Каждый вечер повторяется одно и то же. Когда алкоголь хорошо увлажнит сухую человеческую душу, встает Илья Эренбург.
— Камарады, камарады, — восклицает он и останавливается. Пошатывается. Хватается за стол. Музыканты играют туш. — На самом деле мы все социалисты, потому что все хотим, чтобы эта кошмарная война как можно скорее закончилась. («Ого!» — кричит кто-то справа.) Но когда все закончится, что мы будем делать? Пойдем тем же путем? Будем откармливать царей и президентов? Нет! Мы создадим новое общество, в котором каждый трудящийся будет иметь такие же права, как и правитель. (Выкрики: «Не во Франции!», «Не в Германии!») Ну да, в России. Там наш рабочий, товарищи, каждый день будет надевать новую пару обуви. Их у нас будет столько, что по вечерам мы будем их выбрасывать. «Для нового дня новая модель!» — так будет звучать наш лозунг. (Выкрики: «Об этом подробнее!») А старые ботинки, что будет с ними?
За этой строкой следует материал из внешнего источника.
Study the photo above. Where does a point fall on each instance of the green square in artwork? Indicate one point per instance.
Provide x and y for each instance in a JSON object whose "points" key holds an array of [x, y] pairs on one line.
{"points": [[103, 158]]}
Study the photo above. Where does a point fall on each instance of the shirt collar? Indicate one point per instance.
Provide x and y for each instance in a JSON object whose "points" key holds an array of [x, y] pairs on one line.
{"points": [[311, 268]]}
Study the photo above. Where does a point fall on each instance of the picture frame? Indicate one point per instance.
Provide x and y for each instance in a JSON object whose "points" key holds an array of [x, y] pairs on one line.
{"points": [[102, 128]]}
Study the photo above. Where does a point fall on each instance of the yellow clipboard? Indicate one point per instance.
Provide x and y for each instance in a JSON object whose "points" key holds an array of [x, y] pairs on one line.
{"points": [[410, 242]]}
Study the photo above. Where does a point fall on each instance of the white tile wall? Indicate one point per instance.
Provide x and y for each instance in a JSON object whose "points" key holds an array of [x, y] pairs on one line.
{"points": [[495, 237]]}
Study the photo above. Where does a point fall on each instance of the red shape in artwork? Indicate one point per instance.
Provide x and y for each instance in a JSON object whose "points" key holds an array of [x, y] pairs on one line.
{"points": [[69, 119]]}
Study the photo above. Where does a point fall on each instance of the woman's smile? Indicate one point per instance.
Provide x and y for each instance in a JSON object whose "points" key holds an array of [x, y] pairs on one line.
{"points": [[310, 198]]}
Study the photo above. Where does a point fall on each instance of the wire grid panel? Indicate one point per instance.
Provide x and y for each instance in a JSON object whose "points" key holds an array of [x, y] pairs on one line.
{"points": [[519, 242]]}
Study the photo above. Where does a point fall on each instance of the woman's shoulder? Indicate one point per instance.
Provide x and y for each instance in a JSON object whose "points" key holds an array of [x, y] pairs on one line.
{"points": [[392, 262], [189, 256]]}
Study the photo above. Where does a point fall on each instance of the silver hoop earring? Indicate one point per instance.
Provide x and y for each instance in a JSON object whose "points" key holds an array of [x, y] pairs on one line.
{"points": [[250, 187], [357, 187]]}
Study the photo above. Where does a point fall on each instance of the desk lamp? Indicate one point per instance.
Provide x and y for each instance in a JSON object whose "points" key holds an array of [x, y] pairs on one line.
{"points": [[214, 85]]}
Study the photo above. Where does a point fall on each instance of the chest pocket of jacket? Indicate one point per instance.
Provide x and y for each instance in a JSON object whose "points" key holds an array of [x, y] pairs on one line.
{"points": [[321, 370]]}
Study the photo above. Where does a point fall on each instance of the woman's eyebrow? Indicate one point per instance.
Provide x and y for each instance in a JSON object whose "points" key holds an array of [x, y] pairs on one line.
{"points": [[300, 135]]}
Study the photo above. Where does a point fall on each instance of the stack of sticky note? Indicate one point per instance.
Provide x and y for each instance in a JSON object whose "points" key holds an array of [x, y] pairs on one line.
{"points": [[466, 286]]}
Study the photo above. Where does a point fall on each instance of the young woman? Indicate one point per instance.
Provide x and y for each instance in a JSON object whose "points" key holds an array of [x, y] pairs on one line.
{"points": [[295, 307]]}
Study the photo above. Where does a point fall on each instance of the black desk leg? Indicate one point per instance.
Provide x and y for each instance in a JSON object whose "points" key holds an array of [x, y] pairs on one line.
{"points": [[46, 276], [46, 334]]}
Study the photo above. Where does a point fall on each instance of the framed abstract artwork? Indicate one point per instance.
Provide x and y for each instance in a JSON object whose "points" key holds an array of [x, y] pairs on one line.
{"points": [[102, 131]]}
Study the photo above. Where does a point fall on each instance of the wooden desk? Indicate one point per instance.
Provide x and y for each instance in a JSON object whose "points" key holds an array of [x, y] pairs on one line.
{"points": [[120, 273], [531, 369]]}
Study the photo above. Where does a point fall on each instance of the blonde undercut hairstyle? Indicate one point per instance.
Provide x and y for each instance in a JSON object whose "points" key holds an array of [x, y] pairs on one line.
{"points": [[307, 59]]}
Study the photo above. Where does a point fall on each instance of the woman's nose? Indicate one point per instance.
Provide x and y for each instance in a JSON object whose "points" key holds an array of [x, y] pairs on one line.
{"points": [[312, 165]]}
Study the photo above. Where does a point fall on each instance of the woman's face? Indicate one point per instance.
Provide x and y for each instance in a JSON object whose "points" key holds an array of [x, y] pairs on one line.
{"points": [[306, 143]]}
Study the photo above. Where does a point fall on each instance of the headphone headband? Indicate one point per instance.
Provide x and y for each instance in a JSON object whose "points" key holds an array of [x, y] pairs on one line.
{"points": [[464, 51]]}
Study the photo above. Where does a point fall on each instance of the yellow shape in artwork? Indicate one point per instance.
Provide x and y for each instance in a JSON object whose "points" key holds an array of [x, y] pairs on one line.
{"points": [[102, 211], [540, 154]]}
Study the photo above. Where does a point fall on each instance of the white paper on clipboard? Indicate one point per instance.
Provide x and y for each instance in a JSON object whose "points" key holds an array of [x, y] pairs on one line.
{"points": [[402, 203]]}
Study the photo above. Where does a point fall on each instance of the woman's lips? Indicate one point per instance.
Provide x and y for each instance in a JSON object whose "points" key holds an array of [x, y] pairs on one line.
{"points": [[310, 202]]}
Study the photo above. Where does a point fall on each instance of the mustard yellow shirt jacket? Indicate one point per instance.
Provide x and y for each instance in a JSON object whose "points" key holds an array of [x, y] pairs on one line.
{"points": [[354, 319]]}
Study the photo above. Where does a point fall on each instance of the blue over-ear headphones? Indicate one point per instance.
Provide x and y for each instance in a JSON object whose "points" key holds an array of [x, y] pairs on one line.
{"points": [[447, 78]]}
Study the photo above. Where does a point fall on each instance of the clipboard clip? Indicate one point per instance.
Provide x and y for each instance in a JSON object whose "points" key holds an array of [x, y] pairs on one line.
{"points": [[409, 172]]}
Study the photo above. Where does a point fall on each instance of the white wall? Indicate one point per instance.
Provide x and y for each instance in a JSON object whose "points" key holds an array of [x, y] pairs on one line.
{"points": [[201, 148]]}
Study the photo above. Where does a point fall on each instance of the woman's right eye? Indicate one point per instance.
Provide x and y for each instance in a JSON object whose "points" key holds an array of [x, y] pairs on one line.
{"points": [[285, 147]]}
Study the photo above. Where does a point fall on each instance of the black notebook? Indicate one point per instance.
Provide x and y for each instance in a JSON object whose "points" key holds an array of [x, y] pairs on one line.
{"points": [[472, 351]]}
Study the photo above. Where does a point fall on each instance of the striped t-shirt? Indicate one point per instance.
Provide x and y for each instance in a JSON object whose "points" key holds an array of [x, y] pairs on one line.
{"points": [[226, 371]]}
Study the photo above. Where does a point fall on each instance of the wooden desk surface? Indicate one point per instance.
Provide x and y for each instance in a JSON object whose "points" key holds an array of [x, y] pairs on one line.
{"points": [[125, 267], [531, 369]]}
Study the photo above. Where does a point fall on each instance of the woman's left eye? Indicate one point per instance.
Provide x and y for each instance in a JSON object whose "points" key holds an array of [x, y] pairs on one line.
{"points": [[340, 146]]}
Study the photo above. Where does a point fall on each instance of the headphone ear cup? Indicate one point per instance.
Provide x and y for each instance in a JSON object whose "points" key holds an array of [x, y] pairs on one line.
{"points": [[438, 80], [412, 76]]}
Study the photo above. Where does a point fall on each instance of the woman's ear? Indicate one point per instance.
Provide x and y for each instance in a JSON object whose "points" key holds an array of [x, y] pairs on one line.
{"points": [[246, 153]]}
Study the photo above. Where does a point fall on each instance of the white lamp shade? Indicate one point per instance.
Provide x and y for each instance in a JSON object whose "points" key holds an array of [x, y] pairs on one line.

Их мы будем посылать в бедные страны Азии, и за год-два мы обуем весь Китай и Индокитай, да еще и Монголию. Да, камарады…
На следующий день — то же самое. Еще раз берет слово товарищ Илья:
— Камарады, новый рассказ… немного потише, новый рассказ. В России, камарады, у каждого для начала будет машина, а когда она перестанет быть модной — свой личный дирижабль! Да: ди-ри-жабль! Каждой семье новый цеппелин каждую пятилетку. Все они, конечно, будут государственными, но получать их в первую очередь будут не руководители, а самые обычные рабочие. Дирижаблей будет столько, что придется организовать воздушные автострады. Каждый трудящийся после напряженной работы сядет на свой цеппелин и устремится в небо. В сумерках на горизонте будут видны сотни цеппелинов, это будут самые красивые сумерки в Европе.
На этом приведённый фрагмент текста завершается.